A día de hoy, innovar es una actitud casi “obligada” para cualquier empresa que quiera sobrevivir en el mercado y destacar de la competencia.

Por esto, diseñar una adecuada estrategia de protección industrial (en el sentido de protección de activos intangibles) se hace fundamental para evitar sacar el maximo partido a los esfuerzos invertidos.
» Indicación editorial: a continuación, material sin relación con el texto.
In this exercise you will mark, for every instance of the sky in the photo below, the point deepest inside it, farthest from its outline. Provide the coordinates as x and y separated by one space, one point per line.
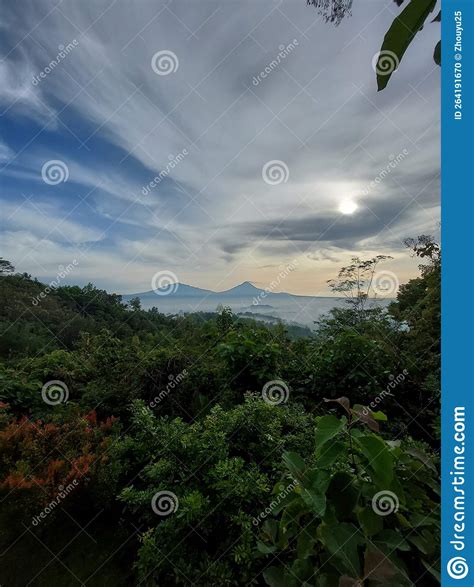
255 173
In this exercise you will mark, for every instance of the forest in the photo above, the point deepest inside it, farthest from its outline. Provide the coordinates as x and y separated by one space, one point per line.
143 449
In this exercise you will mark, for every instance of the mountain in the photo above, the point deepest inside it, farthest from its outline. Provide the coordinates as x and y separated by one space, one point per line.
182 290
245 289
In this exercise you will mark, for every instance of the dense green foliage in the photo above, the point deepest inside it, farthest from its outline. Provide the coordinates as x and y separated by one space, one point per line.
105 407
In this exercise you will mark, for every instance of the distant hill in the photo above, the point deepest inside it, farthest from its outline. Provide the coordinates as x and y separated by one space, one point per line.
182 290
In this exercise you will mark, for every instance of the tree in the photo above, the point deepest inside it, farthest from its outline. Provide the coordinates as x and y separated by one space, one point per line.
6 267
135 304
356 281
401 33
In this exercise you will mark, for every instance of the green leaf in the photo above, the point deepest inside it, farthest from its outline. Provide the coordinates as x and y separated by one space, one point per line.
436 574
342 542
369 521
343 494
275 577
399 36
391 540
328 427
316 501
422 457
364 415
264 548
437 53
379 457
329 453
377 567
294 463
305 544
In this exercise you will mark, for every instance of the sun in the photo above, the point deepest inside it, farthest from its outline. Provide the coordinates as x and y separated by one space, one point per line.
348 207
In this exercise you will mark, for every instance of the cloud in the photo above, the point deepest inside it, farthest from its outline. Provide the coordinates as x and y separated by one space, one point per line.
117 124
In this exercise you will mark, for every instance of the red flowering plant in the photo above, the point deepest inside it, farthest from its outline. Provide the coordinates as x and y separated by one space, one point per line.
45 463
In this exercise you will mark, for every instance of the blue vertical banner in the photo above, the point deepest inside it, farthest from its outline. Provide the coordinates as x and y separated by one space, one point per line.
457 403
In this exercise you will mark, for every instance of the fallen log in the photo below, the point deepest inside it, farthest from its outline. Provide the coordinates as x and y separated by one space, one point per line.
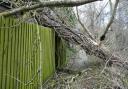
91 47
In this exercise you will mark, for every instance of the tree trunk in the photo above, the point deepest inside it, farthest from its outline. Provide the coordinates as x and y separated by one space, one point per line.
91 47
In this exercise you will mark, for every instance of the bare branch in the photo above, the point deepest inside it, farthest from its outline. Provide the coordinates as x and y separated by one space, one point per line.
110 21
47 4
83 26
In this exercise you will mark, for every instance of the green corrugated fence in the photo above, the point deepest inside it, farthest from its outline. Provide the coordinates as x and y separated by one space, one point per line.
27 54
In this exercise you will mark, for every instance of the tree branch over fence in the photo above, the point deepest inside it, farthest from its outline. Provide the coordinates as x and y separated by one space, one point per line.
110 21
48 4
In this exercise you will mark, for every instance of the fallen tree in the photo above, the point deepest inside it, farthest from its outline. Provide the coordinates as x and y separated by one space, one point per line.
91 47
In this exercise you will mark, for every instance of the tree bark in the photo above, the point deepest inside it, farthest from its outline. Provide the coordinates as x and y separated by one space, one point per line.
47 4
90 46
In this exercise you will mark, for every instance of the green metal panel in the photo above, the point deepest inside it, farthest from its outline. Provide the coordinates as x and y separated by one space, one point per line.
26 56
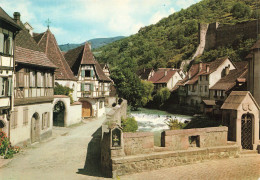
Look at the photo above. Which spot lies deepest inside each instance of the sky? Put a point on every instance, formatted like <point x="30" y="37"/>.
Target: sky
<point x="75" y="21"/>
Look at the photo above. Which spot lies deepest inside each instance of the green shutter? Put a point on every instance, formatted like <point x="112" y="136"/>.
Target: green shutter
<point x="10" y="45"/>
<point x="10" y="85"/>
<point x="1" y="42"/>
<point x="82" y="86"/>
<point x="82" y="73"/>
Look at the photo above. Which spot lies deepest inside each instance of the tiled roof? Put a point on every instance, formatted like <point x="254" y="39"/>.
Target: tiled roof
<point x="256" y="45"/>
<point x="28" y="52"/>
<point x="229" y="81"/>
<point x="162" y="75"/>
<point x="28" y="56"/>
<point x="24" y="39"/>
<point x="5" y="17"/>
<point x="49" y="46"/>
<point x="83" y="55"/>
<point x="144" y="73"/>
<point x="235" y="99"/>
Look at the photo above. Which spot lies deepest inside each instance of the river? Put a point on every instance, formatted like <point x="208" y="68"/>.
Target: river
<point x="151" y="120"/>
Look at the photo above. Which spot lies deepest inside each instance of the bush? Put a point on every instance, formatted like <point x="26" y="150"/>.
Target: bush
<point x="129" y="124"/>
<point x="114" y="105"/>
<point x="120" y="100"/>
<point x="240" y="10"/>
<point x="63" y="90"/>
<point x="175" y="124"/>
<point x="6" y="149"/>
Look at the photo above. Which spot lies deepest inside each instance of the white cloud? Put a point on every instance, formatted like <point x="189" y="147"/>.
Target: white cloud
<point x="186" y="3"/>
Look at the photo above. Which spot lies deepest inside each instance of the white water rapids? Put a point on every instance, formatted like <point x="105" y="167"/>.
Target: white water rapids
<point x="156" y="122"/>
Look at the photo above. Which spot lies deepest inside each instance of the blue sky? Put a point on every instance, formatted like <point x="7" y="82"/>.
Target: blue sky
<point x="75" y="21"/>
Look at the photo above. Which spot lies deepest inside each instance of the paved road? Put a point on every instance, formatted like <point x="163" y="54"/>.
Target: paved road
<point x="245" y="168"/>
<point x="70" y="155"/>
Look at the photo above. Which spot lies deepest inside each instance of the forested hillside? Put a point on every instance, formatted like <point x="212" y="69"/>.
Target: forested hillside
<point x="175" y="38"/>
<point x="170" y="41"/>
Los mejores instrumentos para lograr esta protección se logra a traves del correcto uso de los derechos de Propiedad Industrial: las marcas, patentes, modelos de utilidad y diseños industriales registrados constituyen los principales activos intangibles que aportan valor a una empresa independientemente de su tamaño, y lo hacen fuerte frente a los competidores y/o a posibles copias ilícitas por parte de terceros.
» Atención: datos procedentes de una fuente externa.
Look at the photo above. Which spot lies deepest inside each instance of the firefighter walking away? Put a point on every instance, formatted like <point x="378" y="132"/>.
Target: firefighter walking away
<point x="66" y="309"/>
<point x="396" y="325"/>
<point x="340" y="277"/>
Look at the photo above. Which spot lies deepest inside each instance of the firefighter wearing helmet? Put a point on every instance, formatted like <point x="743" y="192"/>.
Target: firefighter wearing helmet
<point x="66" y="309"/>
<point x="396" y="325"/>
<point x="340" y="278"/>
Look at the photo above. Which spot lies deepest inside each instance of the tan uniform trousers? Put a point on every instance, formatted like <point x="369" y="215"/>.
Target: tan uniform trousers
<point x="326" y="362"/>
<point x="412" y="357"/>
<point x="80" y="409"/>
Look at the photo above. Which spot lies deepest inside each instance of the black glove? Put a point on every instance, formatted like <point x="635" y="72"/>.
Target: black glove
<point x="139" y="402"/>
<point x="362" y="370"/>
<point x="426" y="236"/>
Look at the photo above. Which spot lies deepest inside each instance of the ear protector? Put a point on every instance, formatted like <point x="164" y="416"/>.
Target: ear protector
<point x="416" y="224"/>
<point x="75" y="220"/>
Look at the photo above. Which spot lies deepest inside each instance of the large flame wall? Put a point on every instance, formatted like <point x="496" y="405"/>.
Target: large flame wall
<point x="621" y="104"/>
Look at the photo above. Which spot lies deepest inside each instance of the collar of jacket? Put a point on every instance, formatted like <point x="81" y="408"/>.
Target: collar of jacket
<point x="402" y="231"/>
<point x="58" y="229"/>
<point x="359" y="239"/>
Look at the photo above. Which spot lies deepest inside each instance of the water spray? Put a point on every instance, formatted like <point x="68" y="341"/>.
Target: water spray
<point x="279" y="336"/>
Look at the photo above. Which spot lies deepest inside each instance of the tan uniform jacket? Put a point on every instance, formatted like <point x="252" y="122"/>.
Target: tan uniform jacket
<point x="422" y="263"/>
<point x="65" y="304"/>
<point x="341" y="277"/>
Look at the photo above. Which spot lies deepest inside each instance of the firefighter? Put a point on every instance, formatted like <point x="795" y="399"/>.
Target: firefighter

Si eres Pyme o emprendedor, con toda probabilidad estos temas no te resultarán nuevos, y en el caso de que sí, pues te resultarán de gran utilidad.

En líneas generales, la obtención de cualquier de los títulos que hemos citado (patente, marca, diseño o modelo de utilidad) otorga derechos exclusivos a su titular (que puede ser una empresa, un privado, un ente público, etc.) protegiendo tanto su actividad innovadora como la actividad “mercantil”

Recordamos de forma concisa las principales características de cada una de estas modalidades de registro gracias las cuales se obtiene una protección industrial fuerte:

  • Marcas: una vez registradas, otorgan a su titular el derecho exclusivo de uso sobre las mismas (generalmente por la duración de 10 años renovables por iguales periodos de tiempo) y permiten impedir que otros (privados o empresas) comercializan sus productos o servicios con la misma denominación o signo o bien con una denominación parecida que pueda inducir los consumidores a confusión. De esta forma, las marcas registradas tienen varias utilidades:

Indican a los consumidores el origen empresarial de los productos, garantizan la calidad de los mismos y permiten destacarlos frente a la competencia.

  • Patentes o modelos de utilidad: sin entrar en el mérito especifico de las diferencias sustanciales entre estas dos modalidades, simplemente recordamos que ambas reconocen el derecho de explotar en exclusiva las invenciones que resultan de la innovación de una empresa, impidiendo a terceros su fabricación, venta o utilizo sin consentimiento.
  • Diseños: protegen el aspecto meramente estético de un producto, y gracias a su registro se adquiere el derecho de impedir su reproducción o imitación por parte de terceros, con lo cual se fortalece la posición de la empresa en el mercado.

En definitiva, una adecuada protección industrial y una de las maneras más acertadas para consolidar y proteger un negocio, es a través de los derechos de Propiedad Industrial.